Further, women lead a huge role in this time period. They did all the household chores such as cooking, cleaning and caring for their children. As well women did majority of the farming tasks like feeding the animals, keeping the bee hives and planting crops. Additionally, women knew how to treat their family’s illnesses and had knowledge of medicine to ensure their family’s health. Only wealthy people could afford to go to a doctor at the time, thus, a wife took care of most of the ailments that came about. Overall, women were a large part of maintaining structure and health within their family. Although women were closed to certain jobs such as being a teacher, doctor or lawyer, women were able to be domestic servants, shoemakers, dyers, tailors and midwives (Colonial America).
Midwifery was an essential role in Colonial America. Midwives were held in very high regard in society and were known to be very gentle, nurturing as well as very knowledgeable in medicine. They were older women who had several children of their own. They were apprentice-trained and combined running a household with their practice (Midwifery in the United States). Midwives treated the sick and also knew how to make their own medicines. Antiseptic and cleanliness in general was not well implemented and was thought to be unnecessary when giving birth because the birth process was considered to be a natural process, and the delivery should happen without any medicine or unnatural products (Colonial Midwifery).
Although women were not allowed to take on the roles as doctors due to the fact that doctors were viewed as prominent figures and had a great deal more knowledge about human anatomy than the average person, women were still able to be midwives and have a great deal of responsibility and obtained a lot of knowledge without it being seen as a man’s line of work. Midwives not only aided the process of giving birth, but they also had a great deal of knowledge in other aspects of gynecological problems (Colonial Midwifery). Additionally, men in this time period were not at all eager to be responsible for aiding the birth of children due to the fact that they had little to no knowledge of the process as well as that the idea of birth was more focused toward women. Further, Midwives did not allow male physicians or husbands to be in the “lying-in chamber” or the room where a woman gave birth. Thus, women found one of the only areas of specialty they could monopolize at the time (Midwifery Today).
Further, the fact that midwives had such authority as well as influence within their field caused women such as Anne Hutchinson to branch out from their normal role as a wife, mother and keeper of the household to take on new challenges that women of that time period had previously been prohibited from attempting. Anne Hutchinson is known as one of the most famous midwives of the seventeenth century. She had a great knowledge of medicine in addition to being literate, which was not common for women at that time. Immigrating to Massachusetts Bay Colony in Boston from England in 1634, Hutchinson began preaching new ideals of the Christian Doctrine that gathered many followers including several male leaders. Not long after, however, Hutchinson was banished from the colony because her ideas were very controversial and too liberal for the time (Anne Hutchinson). Thus, Hutchinson was able to use her status as a midwife to cast an influence across a broad audience when most women were not in the same position to do so. “’She was a woman of haughty and fierce carriage, a nimble wit and active spirit, a very voluble tongue, more bold than a man,” said Governor John Winthrop of religious pioneer Anne Hutchinson, whom he expelled from the Massachusetts Bay Colony in 1638 for her insistence on practicing religion as she chose, and on preaching herself.” Anne believed that faith by itself was not enough to achieve salvation: one must actively engage one’s faith and put it into practice.

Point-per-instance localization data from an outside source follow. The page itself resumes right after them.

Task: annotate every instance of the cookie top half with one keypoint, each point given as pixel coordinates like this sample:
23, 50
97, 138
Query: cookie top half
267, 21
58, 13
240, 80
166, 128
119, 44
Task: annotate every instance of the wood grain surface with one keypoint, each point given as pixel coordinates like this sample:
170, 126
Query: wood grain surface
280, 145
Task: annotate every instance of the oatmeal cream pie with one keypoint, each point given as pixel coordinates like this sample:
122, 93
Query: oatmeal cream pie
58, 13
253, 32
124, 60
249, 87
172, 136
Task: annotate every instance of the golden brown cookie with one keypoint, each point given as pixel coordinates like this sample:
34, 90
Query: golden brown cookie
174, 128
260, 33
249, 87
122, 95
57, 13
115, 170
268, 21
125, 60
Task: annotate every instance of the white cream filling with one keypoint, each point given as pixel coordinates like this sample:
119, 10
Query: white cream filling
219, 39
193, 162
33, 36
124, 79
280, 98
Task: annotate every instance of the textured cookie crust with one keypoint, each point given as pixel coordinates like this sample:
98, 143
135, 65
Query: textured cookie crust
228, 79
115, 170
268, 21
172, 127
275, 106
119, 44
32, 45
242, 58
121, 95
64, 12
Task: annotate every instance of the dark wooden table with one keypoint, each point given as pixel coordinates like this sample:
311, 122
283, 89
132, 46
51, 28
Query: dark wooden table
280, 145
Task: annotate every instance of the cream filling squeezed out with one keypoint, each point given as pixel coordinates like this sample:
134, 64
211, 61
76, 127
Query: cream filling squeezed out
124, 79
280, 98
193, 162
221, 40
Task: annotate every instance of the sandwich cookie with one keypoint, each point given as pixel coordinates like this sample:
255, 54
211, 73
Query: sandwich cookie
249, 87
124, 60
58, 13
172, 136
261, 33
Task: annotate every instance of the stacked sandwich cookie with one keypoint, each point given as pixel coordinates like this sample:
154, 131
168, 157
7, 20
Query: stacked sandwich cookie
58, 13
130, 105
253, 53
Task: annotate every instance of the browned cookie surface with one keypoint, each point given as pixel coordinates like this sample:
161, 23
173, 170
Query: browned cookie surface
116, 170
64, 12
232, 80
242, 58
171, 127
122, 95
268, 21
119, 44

The development of religious thought was paramount and took precedence over medial advancement. Midwifery offered a unique niche for woman in the 17th Century.
Medicine Colonial America. 2002. Stanford Hall. 16 Sept. 2009
Bryan Community Webs. 2004. Bryant University. 16 Sept. 2009
The History of Midwifery and Childbirth in America:
A Time Line. 2009. Midwifery Today. 16 Sept. 2009
Midwifery in the United States. 12/31/1999. Parkland school of nurse midwifery. 16 Sept. 2009
Anne Hutchinson. Columbia Electronic Encyclopedia.